Besides, the following target services for export promotion from Ukraine to Canada were analyzed: ICT (Computer services) and Creative industries (R&D, Professional and management consulting services, Technical, trade-related, and other business services, Audiovisual and related services, Other personal, cultural, and recreational services).

In the second part, comparative analysis and rating of target commodities and services were carried out.

As a result of the study, the following priorities for export promotion were selected:

Food Industry:

  • Fruits and nuts, frozen;
  • Tomatoes prepared or preserved;
  • Sugar Confectionery;
  • Vegetables, fruit, nuts, prepared or preserved;
  • Chocolate.

Machinery:

  • Articles of Carbon or Graphite Used For Electrical Purposes;
  • Non-Electric Radiators, Air Heaters;
  • Electric Domestic Heating Apparatus;
  • Household or laundry-type washing machines.

Services:

  • Computer services;
  • Technical, trade-related, and other business services;
  • Professional and management consulting services.

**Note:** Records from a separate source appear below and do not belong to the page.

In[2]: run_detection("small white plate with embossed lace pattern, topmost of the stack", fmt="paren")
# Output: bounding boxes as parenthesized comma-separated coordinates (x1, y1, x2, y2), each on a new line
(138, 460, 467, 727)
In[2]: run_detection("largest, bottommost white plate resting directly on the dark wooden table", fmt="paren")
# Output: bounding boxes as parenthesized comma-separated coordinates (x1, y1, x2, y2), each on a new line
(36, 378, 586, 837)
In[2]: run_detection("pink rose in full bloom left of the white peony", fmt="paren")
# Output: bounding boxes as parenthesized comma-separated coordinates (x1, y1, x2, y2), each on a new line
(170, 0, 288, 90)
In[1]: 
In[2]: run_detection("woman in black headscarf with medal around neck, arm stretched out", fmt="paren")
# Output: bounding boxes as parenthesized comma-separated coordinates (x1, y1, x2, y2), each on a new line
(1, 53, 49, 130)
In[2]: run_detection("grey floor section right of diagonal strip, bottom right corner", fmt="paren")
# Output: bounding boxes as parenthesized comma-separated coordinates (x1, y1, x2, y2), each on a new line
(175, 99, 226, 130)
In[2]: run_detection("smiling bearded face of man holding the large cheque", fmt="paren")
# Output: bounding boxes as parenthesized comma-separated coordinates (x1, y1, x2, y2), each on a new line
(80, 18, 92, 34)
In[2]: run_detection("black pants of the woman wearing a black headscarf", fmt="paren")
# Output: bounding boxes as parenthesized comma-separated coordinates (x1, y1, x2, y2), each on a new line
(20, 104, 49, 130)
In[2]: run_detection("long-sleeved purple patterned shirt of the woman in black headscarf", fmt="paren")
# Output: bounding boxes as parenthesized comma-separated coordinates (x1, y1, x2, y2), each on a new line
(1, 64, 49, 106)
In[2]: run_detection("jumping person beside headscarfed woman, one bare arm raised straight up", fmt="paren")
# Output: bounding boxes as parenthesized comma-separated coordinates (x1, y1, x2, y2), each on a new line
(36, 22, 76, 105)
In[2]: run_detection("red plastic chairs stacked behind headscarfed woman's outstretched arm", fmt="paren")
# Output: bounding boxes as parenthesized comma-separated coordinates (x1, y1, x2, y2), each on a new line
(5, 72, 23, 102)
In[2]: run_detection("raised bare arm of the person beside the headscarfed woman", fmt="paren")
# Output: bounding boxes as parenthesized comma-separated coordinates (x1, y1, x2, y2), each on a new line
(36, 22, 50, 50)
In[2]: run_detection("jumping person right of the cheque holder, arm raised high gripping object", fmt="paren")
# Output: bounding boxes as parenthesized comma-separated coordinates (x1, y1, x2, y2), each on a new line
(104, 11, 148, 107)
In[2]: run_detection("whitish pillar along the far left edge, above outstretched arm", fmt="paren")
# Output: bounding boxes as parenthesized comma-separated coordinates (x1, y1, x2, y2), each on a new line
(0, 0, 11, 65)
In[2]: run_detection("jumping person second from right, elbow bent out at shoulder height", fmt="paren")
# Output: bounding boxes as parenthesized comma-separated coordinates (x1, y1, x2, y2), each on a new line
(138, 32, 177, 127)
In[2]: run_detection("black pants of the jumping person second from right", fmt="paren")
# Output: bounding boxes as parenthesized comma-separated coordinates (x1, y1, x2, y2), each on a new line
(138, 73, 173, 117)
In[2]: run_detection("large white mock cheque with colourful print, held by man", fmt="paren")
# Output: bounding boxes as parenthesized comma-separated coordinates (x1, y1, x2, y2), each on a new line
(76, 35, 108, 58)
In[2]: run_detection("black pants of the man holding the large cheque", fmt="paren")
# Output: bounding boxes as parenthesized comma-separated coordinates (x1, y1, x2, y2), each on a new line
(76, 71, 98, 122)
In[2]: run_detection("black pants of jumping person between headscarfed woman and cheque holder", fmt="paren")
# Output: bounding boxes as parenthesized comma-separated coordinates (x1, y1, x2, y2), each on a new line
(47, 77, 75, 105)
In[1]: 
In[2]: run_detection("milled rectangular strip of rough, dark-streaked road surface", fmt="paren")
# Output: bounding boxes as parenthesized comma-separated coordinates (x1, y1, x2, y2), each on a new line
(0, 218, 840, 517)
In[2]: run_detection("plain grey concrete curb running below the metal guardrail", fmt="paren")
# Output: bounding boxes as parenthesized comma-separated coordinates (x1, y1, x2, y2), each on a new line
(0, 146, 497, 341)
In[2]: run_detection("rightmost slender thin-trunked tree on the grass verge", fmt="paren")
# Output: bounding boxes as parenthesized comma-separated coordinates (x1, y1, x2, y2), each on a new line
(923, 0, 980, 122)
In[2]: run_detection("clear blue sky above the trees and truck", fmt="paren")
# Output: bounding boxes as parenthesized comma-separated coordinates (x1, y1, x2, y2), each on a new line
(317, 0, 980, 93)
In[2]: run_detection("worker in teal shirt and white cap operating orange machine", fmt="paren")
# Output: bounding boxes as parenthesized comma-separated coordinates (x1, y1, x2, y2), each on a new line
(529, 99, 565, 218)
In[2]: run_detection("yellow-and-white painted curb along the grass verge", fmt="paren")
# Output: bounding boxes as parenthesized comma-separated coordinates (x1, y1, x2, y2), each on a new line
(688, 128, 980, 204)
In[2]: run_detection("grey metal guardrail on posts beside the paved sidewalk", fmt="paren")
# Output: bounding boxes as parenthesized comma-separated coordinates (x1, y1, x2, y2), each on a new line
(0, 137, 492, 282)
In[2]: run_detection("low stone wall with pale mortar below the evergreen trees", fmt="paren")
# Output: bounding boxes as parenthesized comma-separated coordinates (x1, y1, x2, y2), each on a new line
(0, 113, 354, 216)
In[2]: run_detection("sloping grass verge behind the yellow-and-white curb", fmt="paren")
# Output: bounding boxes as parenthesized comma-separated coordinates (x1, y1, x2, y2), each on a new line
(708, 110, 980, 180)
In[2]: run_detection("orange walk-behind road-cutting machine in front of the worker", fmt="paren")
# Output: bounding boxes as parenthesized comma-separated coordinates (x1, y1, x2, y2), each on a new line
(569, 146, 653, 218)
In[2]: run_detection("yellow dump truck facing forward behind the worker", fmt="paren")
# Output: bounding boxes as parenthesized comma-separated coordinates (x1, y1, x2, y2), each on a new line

As Sergii Kovalov, Deputy Director of the Department of Export Development, Ministry of Economic Development and Trade of Ukraine mentioned, the next steps are development and approval of the Strategic Plan of export promotion to Canada. The ministry also plans to apply this methodology to select export promotion priorities and develop strategic plans for other markets in focus.

EPO is ready to use research results for preparing trade missions to Canada and provide consultations to Ukrainian businesses interested in exporting to Canada.